En tout cas, cette question m'a fait réfléchir sur les influences diverses que mon  français a subies depuis ma naissance. Je suis né en France, mais j'ai  passé les 27 dernières années (en gros la seconde moitié de ma vie) au  Canada, en contact quotidien avec des Anglophones et des Francophones d'origines diverses. Je n'ai a bsolument pas été choqué par  "un peu de nuages" quand je l'ai lu dans le message de Charlie, et je me  suis même demandé pourquoi Jann le trouvait incorrect. Je suis porté à dire, comme  Point-Virgule, "un peu de sous", "un peu de bonbons", etc., mais je me  demande si c'est un usage que j'ai acquis au Canada sur le tard ou si ça se disait  aussi dans mon coin de France quand j'y habitais.


----------



## jann

Nicomon said:


> There, I personally would say : _c'est un peu nuageux. _
> It would never occur to me to write_ un peu de nuage_ in the singular...
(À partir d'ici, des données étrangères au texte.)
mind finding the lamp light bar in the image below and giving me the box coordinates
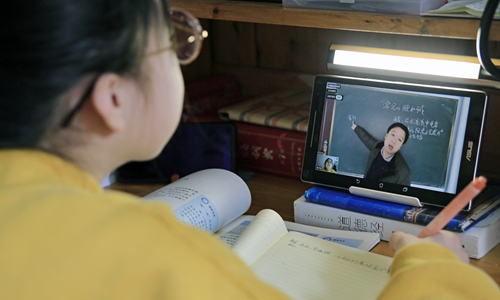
[328,44,500,79]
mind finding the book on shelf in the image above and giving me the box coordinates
[303,186,500,232]
[423,0,500,18]
[222,209,392,300]
[180,79,308,179]
[294,195,500,259]
[218,90,311,133]
[183,74,242,123]
[235,122,306,179]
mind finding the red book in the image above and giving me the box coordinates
[183,74,242,122]
[235,122,306,179]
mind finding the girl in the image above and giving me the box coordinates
[0,1,498,299]
[0,1,287,298]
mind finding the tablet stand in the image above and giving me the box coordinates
[349,186,423,207]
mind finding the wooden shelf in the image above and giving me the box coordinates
[171,0,500,40]
[174,1,500,177]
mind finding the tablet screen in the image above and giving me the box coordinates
[302,75,488,208]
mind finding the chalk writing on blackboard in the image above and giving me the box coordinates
[380,99,447,142]
[329,83,459,187]
[381,99,425,115]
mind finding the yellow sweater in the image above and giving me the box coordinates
[378,242,500,299]
[0,150,288,299]
[1,150,499,299]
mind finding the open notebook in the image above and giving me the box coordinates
[227,209,393,300]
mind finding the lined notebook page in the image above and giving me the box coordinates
[251,231,393,300]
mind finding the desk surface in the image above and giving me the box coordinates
[110,172,500,286]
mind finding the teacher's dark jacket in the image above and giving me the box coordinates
[354,125,411,186]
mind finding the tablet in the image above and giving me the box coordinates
[301,75,488,209]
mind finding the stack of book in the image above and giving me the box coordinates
[218,90,311,179]
[294,186,500,258]
[182,77,311,180]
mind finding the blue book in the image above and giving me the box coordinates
[304,186,500,232]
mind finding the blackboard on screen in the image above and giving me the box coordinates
[328,84,459,188]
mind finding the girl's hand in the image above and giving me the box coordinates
[389,231,469,263]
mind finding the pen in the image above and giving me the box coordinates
[418,176,488,238]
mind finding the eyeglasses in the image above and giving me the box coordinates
[60,8,206,128]
[170,8,208,65]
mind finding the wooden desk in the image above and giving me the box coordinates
[110,172,500,285]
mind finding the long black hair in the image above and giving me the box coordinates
[0,0,170,148]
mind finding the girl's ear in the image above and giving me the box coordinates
[83,74,127,135]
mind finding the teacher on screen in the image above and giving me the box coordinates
[351,121,411,186]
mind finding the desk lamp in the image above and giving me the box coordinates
[327,44,500,80]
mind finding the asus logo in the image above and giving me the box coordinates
[466,141,473,161]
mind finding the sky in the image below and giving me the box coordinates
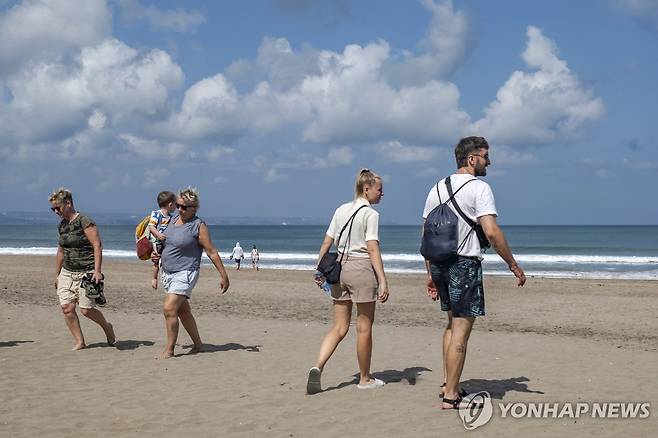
[1,0,657,225]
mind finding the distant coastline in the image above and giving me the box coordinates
[0,210,329,226]
[1,211,656,226]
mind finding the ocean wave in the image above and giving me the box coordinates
[2,247,657,279]
[1,247,657,265]
[250,265,658,280]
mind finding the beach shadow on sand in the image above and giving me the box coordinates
[181,343,261,353]
[372,367,432,385]
[86,340,155,350]
[321,366,432,393]
[0,340,34,347]
[459,376,544,400]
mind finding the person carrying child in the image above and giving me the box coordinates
[148,191,176,289]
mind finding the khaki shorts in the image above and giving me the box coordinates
[56,267,95,308]
[331,257,378,303]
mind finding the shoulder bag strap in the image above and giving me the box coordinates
[336,204,368,264]
[445,176,478,252]
[445,177,477,228]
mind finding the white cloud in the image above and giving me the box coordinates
[225,37,323,91]
[490,145,537,165]
[164,73,244,142]
[119,133,187,161]
[327,146,353,165]
[264,168,288,182]
[0,0,111,75]
[613,0,658,32]
[143,169,162,188]
[206,145,235,162]
[472,26,605,145]
[172,38,472,145]
[1,38,183,146]
[299,42,471,144]
[88,109,107,131]
[0,1,607,194]
[264,146,354,171]
[374,140,439,163]
[116,0,206,33]
[384,0,471,85]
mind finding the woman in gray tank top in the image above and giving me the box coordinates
[156,188,230,359]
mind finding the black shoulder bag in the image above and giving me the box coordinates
[317,205,368,284]
[445,177,491,252]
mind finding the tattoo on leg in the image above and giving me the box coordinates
[455,344,466,354]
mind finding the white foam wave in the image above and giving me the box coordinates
[2,248,657,265]
[206,261,658,280]
[2,247,657,280]
[379,253,658,265]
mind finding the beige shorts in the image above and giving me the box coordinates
[331,257,378,303]
[56,268,95,308]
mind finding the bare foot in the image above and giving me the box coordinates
[105,323,116,346]
[151,278,158,289]
[157,350,174,359]
[72,343,86,351]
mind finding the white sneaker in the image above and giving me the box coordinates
[306,367,322,394]
[357,377,385,390]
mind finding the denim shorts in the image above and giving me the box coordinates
[161,269,199,298]
[430,256,485,317]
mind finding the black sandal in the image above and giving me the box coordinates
[439,383,468,398]
[442,394,464,410]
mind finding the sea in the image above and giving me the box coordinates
[0,225,657,280]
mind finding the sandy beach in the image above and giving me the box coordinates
[0,254,656,437]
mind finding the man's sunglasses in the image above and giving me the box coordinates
[50,206,62,213]
[470,153,490,161]
[176,203,193,211]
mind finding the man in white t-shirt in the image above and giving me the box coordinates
[421,136,526,410]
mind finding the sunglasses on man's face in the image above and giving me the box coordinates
[50,206,62,213]
[176,203,193,211]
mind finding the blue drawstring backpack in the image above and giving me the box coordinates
[421,177,487,262]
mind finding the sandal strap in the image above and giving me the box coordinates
[442,394,464,409]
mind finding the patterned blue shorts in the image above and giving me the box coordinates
[430,256,485,317]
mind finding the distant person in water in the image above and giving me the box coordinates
[49,188,115,350]
[251,245,260,271]
[154,188,230,359]
[230,242,244,270]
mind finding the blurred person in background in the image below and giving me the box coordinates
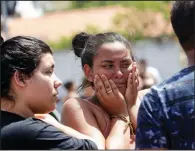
[138,58,162,89]
[61,32,149,149]
[63,80,78,103]
[136,1,195,149]
[0,35,99,150]
[139,58,162,84]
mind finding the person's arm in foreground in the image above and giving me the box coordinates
[35,114,99,149]
[135,89,168,149]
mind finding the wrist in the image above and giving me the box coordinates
[117,111,129,118]
[110,115,130,127]
[110,114,134,135]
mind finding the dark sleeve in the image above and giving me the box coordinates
[135,89,169,149]
[34,121,98,150]
[1,118,97,150]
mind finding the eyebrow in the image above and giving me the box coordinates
[120,59,131,63]
[101,60,113,63]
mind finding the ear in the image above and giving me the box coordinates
[13,71,27,88]
[83,64,93,82]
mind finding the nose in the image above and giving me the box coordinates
[113,67,123,79]
[54,80,62,89]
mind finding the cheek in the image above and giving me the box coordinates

 Sorry if I wasn't clear!  I didn't mean to say that this was my preferred translation of "It's a bit cloudy"!!  I was just looking for a syntax where I might possibly be able to justify the singular.  And saying "there's a bit of cloud" is really very strange in English too... unless, perhaps, you're commenting on the weather, e.g., "Wow, what a beautiful fall day! Not a cloud in the sky! ... No, my mistake, there's a (tiny) bit/wisp of cloud over there..."


Mauricet said:


> On ne devrait donc pas dire _il y a du nuage_, sauf figure de rhétorique (comme on dirait par exemple _il y a du flic en pagaille dans cette manif_


And that is indeed exactly the kind of usage I had in mind.  (I remember a friend making a wry comment about a campsite: "il y a du fourmis"...) 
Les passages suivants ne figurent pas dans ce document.